The unifying theme of this book is the idea of Ohio as a purple state. In a country increasingly divided into blue (Democratic) and red (Republican) states, Ohio remains among a handful of states that are not dominated by a single political party. Although Republicans have done very well in electing their members to positions in the state government in Ohio (most recently in 2014), Democrats were able to grab the state’s electoral votes in both 2008 and 2012. Ohio has therefore become crucial to the strategies of both parties as they vie with one another for power. As American politics swing back and forth between Republican and Democratic dominance, Ohio’s politics follow suit.

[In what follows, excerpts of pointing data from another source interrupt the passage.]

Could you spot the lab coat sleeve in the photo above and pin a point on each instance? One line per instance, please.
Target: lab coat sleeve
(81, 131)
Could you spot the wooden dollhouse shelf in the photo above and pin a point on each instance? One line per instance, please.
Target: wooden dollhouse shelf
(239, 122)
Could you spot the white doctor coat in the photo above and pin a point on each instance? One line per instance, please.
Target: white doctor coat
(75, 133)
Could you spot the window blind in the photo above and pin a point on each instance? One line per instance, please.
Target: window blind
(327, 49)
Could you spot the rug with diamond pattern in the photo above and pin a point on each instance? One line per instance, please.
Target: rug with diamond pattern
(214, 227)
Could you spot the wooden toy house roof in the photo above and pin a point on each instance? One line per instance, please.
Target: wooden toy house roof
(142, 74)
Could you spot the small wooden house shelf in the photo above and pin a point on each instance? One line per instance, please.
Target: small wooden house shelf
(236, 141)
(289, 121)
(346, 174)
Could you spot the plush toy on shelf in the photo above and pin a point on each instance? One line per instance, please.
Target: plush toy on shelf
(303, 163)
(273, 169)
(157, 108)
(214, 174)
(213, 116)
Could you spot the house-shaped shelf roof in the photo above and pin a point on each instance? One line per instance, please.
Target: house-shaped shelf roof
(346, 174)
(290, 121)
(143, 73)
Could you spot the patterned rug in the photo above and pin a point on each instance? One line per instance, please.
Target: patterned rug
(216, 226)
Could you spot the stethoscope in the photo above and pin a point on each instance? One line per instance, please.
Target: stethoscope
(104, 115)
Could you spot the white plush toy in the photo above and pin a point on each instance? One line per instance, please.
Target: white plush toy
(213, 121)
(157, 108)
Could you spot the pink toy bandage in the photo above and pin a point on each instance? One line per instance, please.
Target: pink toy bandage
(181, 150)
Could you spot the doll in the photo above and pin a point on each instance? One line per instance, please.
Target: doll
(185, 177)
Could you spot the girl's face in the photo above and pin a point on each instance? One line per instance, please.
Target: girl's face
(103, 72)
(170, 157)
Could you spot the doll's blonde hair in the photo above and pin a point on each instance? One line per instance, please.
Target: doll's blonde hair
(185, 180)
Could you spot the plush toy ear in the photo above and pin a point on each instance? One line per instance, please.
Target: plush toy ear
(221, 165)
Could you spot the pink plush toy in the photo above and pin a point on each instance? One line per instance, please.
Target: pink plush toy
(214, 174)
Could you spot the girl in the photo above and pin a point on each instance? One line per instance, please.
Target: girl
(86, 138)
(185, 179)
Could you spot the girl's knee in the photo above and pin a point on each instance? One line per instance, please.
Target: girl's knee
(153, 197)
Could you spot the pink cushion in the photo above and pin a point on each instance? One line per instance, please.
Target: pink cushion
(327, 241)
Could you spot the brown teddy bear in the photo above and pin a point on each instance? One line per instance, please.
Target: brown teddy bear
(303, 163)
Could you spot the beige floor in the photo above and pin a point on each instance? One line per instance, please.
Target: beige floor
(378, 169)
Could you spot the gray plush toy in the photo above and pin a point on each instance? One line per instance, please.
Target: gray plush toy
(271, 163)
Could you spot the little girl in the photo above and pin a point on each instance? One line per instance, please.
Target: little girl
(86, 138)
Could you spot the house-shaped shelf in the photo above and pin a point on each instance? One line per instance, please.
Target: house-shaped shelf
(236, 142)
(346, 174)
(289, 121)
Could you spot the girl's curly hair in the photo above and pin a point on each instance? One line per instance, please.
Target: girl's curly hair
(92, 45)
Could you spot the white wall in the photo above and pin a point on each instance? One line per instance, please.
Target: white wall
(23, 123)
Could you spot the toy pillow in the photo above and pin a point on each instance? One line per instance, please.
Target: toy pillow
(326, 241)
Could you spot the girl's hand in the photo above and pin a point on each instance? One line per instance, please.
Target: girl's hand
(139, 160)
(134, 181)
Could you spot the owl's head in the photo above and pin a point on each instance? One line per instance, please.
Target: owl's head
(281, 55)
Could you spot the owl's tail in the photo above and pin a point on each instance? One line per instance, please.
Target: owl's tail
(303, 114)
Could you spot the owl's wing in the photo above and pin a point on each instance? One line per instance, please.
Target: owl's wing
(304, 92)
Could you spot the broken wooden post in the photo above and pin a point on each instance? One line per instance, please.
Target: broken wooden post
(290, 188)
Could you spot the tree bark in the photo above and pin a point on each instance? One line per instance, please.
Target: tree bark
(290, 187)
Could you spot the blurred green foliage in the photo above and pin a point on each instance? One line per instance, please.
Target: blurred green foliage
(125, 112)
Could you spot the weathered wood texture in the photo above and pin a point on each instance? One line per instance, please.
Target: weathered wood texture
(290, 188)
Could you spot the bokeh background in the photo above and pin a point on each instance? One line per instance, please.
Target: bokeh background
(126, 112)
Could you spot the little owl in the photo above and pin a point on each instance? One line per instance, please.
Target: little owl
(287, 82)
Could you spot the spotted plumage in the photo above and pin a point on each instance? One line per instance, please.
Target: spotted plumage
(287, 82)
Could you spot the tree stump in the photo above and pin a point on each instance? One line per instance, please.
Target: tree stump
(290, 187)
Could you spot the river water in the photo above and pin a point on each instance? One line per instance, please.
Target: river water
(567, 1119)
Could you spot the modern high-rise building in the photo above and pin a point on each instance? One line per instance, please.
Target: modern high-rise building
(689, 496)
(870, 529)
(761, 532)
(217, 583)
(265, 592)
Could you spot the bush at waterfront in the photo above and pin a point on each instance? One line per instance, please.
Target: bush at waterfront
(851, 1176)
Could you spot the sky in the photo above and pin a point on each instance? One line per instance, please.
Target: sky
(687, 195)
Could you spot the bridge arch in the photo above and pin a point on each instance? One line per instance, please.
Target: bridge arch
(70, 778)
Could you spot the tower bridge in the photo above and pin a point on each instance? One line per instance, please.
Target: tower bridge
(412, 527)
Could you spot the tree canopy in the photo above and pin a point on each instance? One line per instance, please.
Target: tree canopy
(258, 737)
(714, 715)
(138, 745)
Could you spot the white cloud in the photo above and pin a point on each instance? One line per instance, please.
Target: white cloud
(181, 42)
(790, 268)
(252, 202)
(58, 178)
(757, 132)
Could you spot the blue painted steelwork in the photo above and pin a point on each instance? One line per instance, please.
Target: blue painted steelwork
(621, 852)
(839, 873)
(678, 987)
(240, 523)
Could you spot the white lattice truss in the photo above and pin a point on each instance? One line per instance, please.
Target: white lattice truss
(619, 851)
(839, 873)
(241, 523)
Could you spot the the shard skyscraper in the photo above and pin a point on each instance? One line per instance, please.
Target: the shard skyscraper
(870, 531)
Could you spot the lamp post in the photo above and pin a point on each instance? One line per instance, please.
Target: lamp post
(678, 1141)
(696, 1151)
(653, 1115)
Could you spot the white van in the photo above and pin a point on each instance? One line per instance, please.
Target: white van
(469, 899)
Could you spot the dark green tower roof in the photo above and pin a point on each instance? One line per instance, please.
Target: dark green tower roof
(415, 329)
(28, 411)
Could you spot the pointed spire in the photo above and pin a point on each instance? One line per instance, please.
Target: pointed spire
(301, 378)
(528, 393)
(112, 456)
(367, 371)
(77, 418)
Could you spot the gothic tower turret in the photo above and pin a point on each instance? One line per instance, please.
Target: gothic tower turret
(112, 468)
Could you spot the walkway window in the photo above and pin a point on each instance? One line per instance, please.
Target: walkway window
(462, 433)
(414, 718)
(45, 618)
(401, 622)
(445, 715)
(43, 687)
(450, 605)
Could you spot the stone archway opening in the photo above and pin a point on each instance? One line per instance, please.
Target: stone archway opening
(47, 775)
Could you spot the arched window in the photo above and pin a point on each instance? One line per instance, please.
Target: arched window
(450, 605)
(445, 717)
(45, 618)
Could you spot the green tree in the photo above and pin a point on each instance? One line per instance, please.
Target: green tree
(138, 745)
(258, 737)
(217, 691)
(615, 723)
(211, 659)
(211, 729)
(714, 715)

The book opens by explaining Ohio’s role, now more than 50 years old, as the quintessential purple state in presidential politics. This is followed by a more in-depth look at the establishment of Ohio as a state and the evolution of the Ohio constitution. With this background in place, we move to a discussion of the various institutions of Ohio government. In addition to covering the legislature, the executive branch, and the courts, however, we include a chapter on regional and local government institutions. From this point forward in the book, we include in nearly every chapter a brief text box detailing a particular issue or event that helps to [Page xiv]illustrate what was discussed. For example, in Chapter 5, when discussing the Ohio court system, we provide a detailed account of the court reform proposal recently proposed by the Ohio Chief Justice Maureen O’Connor. Other text boxes deal with subjects such as the debate over oil and natural gas hydraulic fracturing (fracking), political corruption and reform in Cuyahoga County, and the controversy over early in-person voting in Ohio. The text boxes are particularly useful in allowing us to draw the reader’s attention to contemporary issues.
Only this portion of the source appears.